Kerry: Address Climate Change Before It's Too Late

Secretary of State returns home for tour of giant wind turbine blade center, touts jobs from confronting climate change

He may have his hands more than full dealing with an Islamic State overrunning the Middle East, Russia, China, ebola, and trouble all over the world, but Thursday Secretary of State John F. Kerry was back in Boston to take a longer view – big threats to Earth from climate change and big economic potential in attacking them.

"Climate change is already impacting the world," Kerry said in remarks after a tour of the Wind Blade Test Facility on the working port of Charlestown, an example of the “green energy” future Kerry calls critical to rolling back rising seas, soaring temperatures, and dramatic weather disasters he contends are signs of man-made climate change.

"We still have, in our hands, the window of opportunity to be able to make the difference … It’s very simple: Clean energy. The solution to climate change is energy policy," Kerry said.

While a clear believer that the climate is changing and human-caused pollution is driving the world towards as much as three feet of sea-level rise by 2100 that would deluge Boston and cause over $100 billion in damage, Kerry was willing to acknowledge scientific disagreement and debate about what’s really happening to the planet’s climate and how best to respond.

"If we’re wrong about this future, what's the worst that could happen to us from making these choices?" Kerry said. "The worst that could happen to us is we create a whole lot of new jobs. We kick our economies into gear. We have healthier people, healthier children, because we have cleaner air."

"If they’re wrong," Kerry said, "catastrophe.
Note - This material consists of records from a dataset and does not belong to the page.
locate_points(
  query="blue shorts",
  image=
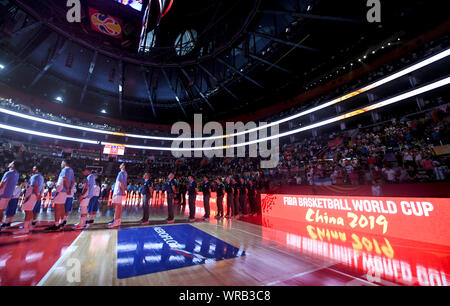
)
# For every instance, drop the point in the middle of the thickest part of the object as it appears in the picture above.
(93, 204)
(37, 207)
(12, 207)
(68, 204)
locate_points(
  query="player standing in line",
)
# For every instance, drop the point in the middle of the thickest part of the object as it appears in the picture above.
(192, 192)
(69, 204)
(243, 197)
(251, 188)
(32, 194)
(93, 203)
(230, 198)
(37, 206)
(64, 186)
(206, 189)
(85, 197)
(119, 195)
(236, 197)
(7, 186)
(12, 205)
(171, 189)
(147, 195)
(220, 193)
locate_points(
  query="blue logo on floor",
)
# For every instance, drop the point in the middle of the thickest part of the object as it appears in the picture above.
(147, 250)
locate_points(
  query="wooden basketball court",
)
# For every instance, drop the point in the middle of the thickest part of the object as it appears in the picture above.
(227, 252)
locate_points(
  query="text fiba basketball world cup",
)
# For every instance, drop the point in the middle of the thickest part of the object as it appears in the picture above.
(237, 138)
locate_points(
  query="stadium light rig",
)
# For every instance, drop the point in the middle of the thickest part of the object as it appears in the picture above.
(383, 103)
(341, 99)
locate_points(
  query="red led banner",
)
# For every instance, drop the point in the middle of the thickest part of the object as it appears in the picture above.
(418, 219)
(378, 259)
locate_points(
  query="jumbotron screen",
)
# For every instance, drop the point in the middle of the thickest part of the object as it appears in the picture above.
(135, 4)
(114, 150)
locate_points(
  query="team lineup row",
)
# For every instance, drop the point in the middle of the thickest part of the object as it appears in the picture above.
(237, 195)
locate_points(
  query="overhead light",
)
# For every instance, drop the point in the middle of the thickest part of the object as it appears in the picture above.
(383, 103)
(337, 100)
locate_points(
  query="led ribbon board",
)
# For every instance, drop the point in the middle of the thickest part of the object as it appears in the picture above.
(417, 219)
(376, 84)
(114, 149)
(380, 104)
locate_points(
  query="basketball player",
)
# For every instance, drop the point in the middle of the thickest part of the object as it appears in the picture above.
(192, 191)
(69, 204)
(93, 203)
(64, 186)
(85, 197)
(12, 205)
(147, 192)
(236, 197)
(7, 186)
(32, 194)
(251, 188)
(37, 206)
(119, 195)
(230, 198)
(220, 193)
(170, 193)
(243, 197)
(206, 189)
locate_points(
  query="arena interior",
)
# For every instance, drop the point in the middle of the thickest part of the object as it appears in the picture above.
(335, 170)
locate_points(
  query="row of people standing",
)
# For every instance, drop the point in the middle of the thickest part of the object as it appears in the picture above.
(239, 193)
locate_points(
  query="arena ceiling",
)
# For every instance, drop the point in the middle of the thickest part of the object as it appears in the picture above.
(216, 57)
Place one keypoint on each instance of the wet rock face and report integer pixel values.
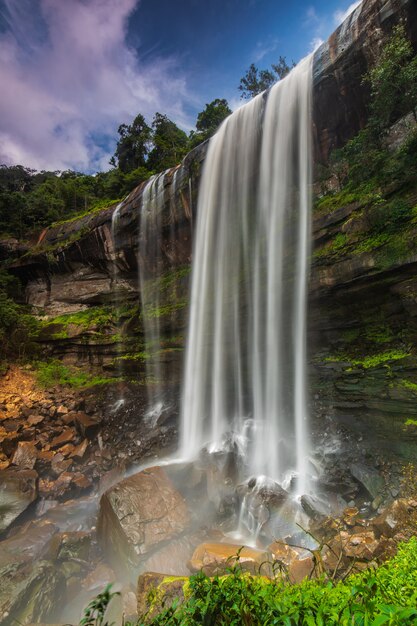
(139, 515)
(217, 558)
(340, 97)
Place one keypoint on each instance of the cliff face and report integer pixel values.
(340, 97)
(362, 301)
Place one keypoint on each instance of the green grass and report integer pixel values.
(98, 206)
(370, 361)
(386, 595)
(52, 373)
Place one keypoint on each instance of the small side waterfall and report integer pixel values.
(245, 371)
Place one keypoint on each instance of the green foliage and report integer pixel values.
(370, 361)
(386, 595)
(209, 120)
(133, 145)
(52, 373)
(334, 247)
(393, 80)
(95, 612)
(18, 328)
(170, 144)
(255, 81)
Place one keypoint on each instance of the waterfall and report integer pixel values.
(245, 368)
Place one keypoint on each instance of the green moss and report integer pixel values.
(332, 201)
(379, 334)
(371, 361)
(166, 309)
(100, 205)
(371, 243)
(383, 595)
(94, 319)
(408, 384)
(51, 373)
(334, 247)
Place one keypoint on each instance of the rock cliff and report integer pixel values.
(358, 296)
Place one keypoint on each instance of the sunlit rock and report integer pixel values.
(140, 514)
(18, 489)
(217, 558)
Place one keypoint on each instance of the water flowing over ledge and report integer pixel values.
(245, 381)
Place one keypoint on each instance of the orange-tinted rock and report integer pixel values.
(18, 489)
(34, 420)
(25, 455)
(138, 515)
(216, 558)
(81, 481)
(79, 451)
(295, 562)
(85, 425)
(65, 437)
Life as you know it on Earth ends."

For all the dire and apocalyptic warnings, Kerry and British Foreign Secretary Philip Hammond, who accompanied him and Governor Deval L. Patrick, stressed that responding aggressively to the threat of climate change does not mean a future of shivering in the dark. Rather, they asserted it can lead to a net gain of new jobs and creation of vast and vibrant new industries, like the wind test center, where turbine blades up to half a football field in length are made to shake, rattle, and roll to test how they will perform on real-world turbines. Patrick’s administration said the state now produces 35 times more wind power than it did in 2006 and 200 times more solar energy, and the broadly defined "clean energy" sector, which includes energy efficiency and conservation companies, now employs close to 100,000 people in the state.

"The technological transformation that is required will provide a greater stimulus than the space program did 50 years ago," Hammond said.

"We do not accept that we have to choose between our prosperity and the future of the planet," Hammond added. "Indeed, we are demonstrating across the world, here in Massachusetts, the U.K., that the response to climate change can be a generator of economic growth and innovation and quality jobs."